Jacinto attempted to dissuade the mockers by moving farther away from the village, but still the people kept coming. In fact people from another nearby village began to come. Among the other things they did, they baked mud figures with horns, and put them in places where Jacinto would find them during the day. They also wired his door shut, stuck a shotgun through the window hatch and sang songs into the house. This vito went on for three months until Jacinto died of a heart attack. So goes the most famous vito of 1930.

Pitt-Rivers offers five characteristics of the vito:

1. It is done in response to a direct challenge to the group’s moral code. (In this case, deserting his wife and children and setting up a house with an unmarried woman with a bad reputation.)
2. It can be habitual. (They knew where Jacinto lived.)
3. It is an aggressive outburst of ridicule. (Often these songs are as personal as possible.)
4. There is typically no violence attached. (There need not be: the whole event is very shaming.)
5. It is typically done under the cover of night. (Typically the mockers would be young men, who would be interested in concealing their identities as well as keeping themselves safe.)

Pitt-Rivers also tells of other mock fests that resolve peacefully or were not serious to begin with. Still, the collective action and violent potential of the 1930 vito makes for a better comparative case. Taking this mock fest as a model, let’s look back to Elisha and see what interpretive trajectories there are.

Elisha occupies a prophetic office of a god that differs from the one in Bethel. He had just dispelled the curse at Jericho in the name of Elijah’s god. Therefore Elisha constitutes a direct challenge to the group’s moral code: they will not suffer this prophet. In response to his coming, word spreads around the village and a crowd is formed. (In some respects it is like an alternative ending of the parable of the prodigal: the village gathers to shame and even kill the son.)

In the vito, the Civil Guard was called in to dispell the group. They arrested some but not all. This greatly amplifies Miller’s point #5: if 42 were attacked/killed, there must have been a far greater amount of people to begin with.

The act of calling in the Civil Guard was an act of defiance, of rejecting the village’s judgment. Clearly Elisha does the same with his curse. Given the pol/rel context, the village of Bethel was also challenging the reality and power of Elijah’s god. According to 2 Kings, they received memorable evidence.

This reading, I think, is better than Holding’s banditry explanation. Bethel, ‘ruled’ by another god, collectively challenges Elisha. Holding asks, “why were they not at home contributing to the corporate survival of their own families?” The interpretive trajectory that answers his question is that they were, actually, contributing to group survival by running this prophet-threat into a nothingness of shame.

Let’s return to the gang reference by Archer (Miller’s point #6). In the vito, the Civil Guard was called in, indicating a functional external controller of civil order. This sort of external agent did not exist, and Elisha facing up to a hostile city was indeed in trouble. It would not be guaranteed that his death would have resulted in retribution from anyone, and indeed with a challenge to his god’s power, his death would easily be taken as evidence that his god indeed was not powerful.

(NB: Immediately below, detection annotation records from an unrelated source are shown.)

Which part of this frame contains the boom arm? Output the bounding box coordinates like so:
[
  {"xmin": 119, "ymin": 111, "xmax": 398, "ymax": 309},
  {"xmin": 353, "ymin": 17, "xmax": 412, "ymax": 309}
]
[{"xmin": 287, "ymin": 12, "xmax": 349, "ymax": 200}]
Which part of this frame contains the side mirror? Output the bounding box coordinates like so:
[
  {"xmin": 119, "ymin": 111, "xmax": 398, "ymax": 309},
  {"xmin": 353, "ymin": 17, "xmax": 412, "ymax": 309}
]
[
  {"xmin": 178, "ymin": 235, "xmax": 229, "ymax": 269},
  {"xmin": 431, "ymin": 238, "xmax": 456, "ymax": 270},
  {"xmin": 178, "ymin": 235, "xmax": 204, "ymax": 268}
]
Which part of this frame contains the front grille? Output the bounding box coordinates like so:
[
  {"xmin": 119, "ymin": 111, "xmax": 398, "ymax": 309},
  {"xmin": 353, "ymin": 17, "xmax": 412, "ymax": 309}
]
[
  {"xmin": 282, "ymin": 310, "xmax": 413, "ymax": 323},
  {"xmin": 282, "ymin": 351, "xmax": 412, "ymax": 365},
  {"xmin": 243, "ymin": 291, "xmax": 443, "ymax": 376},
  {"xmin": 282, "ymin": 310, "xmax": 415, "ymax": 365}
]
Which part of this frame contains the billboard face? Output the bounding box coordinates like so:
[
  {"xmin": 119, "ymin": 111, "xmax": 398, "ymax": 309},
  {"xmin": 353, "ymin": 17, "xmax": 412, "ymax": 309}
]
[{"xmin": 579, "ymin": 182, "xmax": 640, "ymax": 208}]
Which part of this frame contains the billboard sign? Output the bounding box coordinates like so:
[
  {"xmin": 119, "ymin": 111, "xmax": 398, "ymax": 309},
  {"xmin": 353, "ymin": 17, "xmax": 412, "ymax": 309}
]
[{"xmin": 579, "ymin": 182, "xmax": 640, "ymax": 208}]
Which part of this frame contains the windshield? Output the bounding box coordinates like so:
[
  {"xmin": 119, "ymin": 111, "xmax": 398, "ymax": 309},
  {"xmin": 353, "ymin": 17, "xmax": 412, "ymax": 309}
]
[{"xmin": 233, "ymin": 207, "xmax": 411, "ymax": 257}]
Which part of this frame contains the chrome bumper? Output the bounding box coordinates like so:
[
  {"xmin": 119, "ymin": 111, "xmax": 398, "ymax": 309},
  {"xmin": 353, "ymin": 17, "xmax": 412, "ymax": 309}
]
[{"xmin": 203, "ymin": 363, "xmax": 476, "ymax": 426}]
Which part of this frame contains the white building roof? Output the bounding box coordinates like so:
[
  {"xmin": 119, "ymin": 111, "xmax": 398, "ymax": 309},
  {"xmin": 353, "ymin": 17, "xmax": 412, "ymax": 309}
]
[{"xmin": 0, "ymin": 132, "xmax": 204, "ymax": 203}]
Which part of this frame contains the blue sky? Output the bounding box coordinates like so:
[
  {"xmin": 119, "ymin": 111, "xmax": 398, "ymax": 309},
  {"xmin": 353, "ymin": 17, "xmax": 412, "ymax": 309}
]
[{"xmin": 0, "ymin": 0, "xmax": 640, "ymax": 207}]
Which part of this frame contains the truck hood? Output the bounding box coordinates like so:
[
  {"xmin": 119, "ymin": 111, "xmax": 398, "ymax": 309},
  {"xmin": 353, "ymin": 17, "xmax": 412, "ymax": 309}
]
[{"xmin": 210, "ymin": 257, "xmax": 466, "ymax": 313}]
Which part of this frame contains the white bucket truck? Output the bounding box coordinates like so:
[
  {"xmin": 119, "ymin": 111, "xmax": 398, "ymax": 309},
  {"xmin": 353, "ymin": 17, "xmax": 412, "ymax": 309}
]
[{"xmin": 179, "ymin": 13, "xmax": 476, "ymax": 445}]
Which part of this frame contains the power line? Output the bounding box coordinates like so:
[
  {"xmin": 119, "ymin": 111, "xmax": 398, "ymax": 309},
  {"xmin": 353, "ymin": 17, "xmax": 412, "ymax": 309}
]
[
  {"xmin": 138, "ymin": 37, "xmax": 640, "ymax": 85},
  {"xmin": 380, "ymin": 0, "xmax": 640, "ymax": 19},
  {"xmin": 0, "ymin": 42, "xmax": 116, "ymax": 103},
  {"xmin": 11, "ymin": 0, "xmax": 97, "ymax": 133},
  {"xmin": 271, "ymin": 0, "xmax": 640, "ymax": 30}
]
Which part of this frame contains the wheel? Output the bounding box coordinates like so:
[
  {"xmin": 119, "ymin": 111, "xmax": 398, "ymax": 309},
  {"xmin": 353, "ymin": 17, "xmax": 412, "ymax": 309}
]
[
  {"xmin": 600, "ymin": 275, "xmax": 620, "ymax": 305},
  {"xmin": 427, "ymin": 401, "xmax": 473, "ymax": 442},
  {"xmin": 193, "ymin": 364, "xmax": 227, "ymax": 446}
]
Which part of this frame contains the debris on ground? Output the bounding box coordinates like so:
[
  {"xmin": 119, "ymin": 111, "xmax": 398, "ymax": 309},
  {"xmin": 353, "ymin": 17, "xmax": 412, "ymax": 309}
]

I think there are issues with the readings I have offered. One of them is that in 2 Kings 2,Elijah and Elisha go to Bethel and are not (at least it is not recorded) accosted. For whatever reason, the prophets at Bethel go to Elisha (NOT his master!). I am curious to know if there is significance in the line, “The company of the prophets at Bethel came out to Elisha” as opposed to “The company of the prophets at Jericho went up to Elisha”–the first could mean that they came out of the city (= into area not bounded by the group) and the second simply that they went to ask him. One explanation is that the prophets at Bethel held functional respect for Elijah, who after all had defeated prophets of Baal in 1 Kings 18. The prophets of Bethel were not (?) present for Elijah’s ascension or Elisha’s ‘inheritance’ of the prophetic office, only the prophets of Jericho were (cf. vv.4-18).